O caminho da crítica do Estado político lhe é impedido, não conseguindo historicisar
nem a categoria jurídica, nem as formas institucionais e, aliás, assumindo
subrepticiamente as formas burguesas do direito e do Estado como cânones
hermenêuticos e de avaliação de todo o processo histórico.
Que tal ideologia da história não seja aceitável por posições marxistas é óbvio, e isto,
naturalmente, vale para o sentido que assim se instituiu entre teoria da história e
teoria da política, bem como para a teoria política que dela decorre. Mas não é apenas
isto que queremos objetar a Bobbio quanto à forma por demais rápida e a excessiva
intolerância que demonstra para com o marxismo teórico, desvalorizado de forma
muito drástica na nossa opinião, talvez dado o incômodo compreensível que ele sente
pelas disputas escolásticas nas quais se debatem alguns de seus apoiadores.
Como exemplo, tomemos uma delas: a polêmica entre Althusser e Lewis a propósito
da teoria marxista da história. Os termos da discussão são conhecidos. Mas, sigamos a
apresentação e a avaliação feita por Bobbio sobre ela. Se o marxismo teórico não
estivesse viciado por um escolasticismo crescente e pelo abuso do princípio de
autoridade, “não se explicaria — diz Bobbio — a incrível, insisto na “incrível”, disputa
entre dois marxistas como John Lewis e Louis Althusser quanto a um problema deste
tipo: se são os homens ou as massas que fazem a história.
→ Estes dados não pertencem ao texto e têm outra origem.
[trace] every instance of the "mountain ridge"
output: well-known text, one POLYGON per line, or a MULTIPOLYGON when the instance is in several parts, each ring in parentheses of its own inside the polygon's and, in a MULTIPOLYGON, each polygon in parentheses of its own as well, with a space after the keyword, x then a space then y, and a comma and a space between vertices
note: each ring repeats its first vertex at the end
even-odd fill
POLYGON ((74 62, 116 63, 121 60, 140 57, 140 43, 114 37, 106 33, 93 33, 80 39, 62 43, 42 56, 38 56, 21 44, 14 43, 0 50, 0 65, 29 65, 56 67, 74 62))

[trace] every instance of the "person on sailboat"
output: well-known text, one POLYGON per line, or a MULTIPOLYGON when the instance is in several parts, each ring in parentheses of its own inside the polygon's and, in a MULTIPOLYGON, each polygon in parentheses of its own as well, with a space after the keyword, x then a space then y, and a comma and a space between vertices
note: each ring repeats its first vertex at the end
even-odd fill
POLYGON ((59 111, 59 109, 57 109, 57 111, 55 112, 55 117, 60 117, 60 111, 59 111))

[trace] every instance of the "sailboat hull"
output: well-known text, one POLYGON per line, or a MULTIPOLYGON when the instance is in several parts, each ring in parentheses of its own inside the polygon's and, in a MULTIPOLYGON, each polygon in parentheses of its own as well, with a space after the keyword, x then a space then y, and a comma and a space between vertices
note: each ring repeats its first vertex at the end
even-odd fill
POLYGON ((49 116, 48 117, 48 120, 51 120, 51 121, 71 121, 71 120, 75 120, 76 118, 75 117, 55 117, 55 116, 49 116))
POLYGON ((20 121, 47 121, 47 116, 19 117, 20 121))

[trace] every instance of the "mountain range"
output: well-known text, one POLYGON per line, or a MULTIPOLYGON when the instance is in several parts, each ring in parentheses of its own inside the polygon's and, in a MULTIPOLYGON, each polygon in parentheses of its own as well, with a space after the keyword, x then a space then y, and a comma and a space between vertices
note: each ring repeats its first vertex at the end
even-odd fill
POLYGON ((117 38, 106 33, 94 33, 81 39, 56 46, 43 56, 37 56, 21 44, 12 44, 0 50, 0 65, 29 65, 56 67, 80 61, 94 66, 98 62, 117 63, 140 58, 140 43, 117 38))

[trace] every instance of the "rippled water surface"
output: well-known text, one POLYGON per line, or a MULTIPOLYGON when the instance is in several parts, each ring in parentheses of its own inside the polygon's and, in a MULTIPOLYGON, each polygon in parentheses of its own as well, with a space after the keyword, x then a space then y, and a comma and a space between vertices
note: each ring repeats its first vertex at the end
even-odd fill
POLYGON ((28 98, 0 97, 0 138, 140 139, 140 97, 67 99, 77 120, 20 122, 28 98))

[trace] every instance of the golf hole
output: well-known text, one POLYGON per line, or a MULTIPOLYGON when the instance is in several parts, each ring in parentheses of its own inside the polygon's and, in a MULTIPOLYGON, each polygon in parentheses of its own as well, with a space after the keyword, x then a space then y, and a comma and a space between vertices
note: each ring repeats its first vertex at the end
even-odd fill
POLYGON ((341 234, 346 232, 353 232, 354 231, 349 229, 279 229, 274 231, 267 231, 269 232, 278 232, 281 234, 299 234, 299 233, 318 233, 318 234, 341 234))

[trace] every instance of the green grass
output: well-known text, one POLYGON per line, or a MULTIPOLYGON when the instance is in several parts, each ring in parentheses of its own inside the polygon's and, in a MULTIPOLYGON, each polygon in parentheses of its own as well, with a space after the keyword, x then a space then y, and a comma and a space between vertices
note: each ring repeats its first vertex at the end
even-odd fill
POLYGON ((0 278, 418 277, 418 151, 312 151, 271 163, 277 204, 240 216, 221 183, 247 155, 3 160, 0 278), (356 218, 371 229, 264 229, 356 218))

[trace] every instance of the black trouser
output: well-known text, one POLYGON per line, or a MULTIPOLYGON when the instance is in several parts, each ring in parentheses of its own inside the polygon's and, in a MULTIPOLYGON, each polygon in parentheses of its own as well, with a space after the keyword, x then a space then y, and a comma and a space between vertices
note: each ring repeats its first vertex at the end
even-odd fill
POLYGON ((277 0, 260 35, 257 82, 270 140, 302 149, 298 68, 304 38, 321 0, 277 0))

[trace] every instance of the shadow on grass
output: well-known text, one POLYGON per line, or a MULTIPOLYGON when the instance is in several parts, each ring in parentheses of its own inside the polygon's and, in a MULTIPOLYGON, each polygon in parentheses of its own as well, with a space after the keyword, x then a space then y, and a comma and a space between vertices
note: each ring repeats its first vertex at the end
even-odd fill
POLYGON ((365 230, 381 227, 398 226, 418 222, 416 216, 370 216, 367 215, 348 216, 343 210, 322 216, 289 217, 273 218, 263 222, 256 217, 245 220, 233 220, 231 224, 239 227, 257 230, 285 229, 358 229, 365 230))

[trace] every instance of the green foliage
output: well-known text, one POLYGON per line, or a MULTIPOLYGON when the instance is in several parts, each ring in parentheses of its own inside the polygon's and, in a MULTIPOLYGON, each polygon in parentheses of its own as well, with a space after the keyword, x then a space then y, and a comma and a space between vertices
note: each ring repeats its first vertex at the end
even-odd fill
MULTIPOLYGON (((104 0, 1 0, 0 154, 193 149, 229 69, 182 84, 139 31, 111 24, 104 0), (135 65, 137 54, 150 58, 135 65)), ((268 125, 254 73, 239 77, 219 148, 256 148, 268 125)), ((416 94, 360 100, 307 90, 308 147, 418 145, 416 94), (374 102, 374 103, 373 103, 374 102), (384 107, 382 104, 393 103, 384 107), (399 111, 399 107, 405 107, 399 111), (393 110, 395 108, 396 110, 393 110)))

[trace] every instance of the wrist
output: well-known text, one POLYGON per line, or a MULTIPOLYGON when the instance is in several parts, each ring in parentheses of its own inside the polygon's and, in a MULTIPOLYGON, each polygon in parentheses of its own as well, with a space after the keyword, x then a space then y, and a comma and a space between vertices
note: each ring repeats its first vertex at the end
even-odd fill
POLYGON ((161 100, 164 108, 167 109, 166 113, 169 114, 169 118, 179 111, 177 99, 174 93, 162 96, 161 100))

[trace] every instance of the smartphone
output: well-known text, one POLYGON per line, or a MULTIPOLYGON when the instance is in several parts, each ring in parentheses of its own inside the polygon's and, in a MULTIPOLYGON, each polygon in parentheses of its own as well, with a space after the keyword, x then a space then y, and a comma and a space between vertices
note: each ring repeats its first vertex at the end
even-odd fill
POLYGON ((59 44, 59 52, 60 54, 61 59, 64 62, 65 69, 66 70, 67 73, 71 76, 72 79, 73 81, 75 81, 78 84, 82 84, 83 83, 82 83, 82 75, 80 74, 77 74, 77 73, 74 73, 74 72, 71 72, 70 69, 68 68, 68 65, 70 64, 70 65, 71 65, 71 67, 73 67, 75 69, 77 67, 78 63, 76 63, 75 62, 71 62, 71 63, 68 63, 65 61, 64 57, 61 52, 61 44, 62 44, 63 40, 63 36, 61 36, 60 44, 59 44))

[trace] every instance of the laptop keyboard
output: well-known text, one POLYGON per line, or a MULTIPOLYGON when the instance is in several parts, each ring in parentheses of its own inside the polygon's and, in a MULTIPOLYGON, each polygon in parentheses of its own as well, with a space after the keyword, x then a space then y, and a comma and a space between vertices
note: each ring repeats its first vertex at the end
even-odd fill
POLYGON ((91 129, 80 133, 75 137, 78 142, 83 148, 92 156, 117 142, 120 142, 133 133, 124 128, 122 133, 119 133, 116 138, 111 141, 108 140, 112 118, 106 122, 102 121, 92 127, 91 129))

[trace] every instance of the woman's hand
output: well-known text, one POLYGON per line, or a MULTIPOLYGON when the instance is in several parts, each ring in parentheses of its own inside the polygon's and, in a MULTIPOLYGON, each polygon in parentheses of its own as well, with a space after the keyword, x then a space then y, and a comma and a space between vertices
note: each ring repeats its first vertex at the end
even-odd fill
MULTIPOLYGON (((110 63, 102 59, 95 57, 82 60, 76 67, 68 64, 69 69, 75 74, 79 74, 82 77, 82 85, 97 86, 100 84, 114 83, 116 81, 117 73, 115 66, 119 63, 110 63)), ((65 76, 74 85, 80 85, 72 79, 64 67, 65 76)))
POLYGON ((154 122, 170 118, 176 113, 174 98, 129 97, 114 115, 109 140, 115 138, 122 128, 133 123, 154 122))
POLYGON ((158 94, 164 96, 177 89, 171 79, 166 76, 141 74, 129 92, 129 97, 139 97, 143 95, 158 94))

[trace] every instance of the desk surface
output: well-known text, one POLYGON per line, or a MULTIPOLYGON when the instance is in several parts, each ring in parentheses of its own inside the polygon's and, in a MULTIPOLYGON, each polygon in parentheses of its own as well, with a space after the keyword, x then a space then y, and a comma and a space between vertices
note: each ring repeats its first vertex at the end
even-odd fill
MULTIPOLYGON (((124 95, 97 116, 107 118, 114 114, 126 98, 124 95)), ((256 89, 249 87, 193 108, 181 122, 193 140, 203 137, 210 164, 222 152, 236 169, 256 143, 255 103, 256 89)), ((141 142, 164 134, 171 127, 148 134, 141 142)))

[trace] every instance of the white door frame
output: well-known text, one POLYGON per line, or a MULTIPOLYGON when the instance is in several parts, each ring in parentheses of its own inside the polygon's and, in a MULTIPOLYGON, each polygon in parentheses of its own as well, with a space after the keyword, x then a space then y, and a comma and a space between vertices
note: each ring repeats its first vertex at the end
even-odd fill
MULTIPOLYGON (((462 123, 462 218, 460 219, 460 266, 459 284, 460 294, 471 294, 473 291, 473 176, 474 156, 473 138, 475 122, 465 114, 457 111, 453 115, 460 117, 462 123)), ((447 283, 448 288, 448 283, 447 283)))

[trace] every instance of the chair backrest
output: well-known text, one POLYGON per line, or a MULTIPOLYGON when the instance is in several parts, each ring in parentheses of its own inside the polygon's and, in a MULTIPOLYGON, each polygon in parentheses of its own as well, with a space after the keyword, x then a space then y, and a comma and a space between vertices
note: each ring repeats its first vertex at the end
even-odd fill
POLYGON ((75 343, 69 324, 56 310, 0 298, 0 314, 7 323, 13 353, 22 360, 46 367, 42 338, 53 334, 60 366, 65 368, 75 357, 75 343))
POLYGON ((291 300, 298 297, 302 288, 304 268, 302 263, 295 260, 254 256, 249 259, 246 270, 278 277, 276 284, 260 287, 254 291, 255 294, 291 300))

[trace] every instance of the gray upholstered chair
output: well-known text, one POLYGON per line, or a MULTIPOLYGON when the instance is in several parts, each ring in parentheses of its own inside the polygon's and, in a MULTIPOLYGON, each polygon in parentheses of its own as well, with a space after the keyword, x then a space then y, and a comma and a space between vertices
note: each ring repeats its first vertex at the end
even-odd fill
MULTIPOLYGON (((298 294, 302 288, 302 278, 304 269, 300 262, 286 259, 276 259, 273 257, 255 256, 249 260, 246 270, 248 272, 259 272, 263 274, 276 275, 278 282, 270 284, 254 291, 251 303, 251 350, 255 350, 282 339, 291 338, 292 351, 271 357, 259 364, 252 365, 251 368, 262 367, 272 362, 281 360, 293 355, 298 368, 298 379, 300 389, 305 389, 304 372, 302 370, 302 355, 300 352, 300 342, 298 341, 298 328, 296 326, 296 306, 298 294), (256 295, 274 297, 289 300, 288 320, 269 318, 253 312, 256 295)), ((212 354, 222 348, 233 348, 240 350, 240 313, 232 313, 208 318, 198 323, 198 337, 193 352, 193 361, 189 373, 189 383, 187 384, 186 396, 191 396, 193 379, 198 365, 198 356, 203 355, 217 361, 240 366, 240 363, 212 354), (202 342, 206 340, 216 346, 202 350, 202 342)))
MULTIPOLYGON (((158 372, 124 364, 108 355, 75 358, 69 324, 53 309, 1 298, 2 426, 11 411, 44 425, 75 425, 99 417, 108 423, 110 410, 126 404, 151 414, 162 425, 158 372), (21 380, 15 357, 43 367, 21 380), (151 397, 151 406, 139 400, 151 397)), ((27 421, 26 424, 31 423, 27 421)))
Lewis escreveu que “o
homem faz a história”. Althusser atira-lhe em cima um panfleto para dizer-lhe que
não: “Ce sont les masses qui font l’histoirme” (são as massas que fazem a história).
Desafio que se encontre um cientista social fora do campo marxista — conclui Bobbio
— que possa colocar-se seriamente um problema desta espécie.”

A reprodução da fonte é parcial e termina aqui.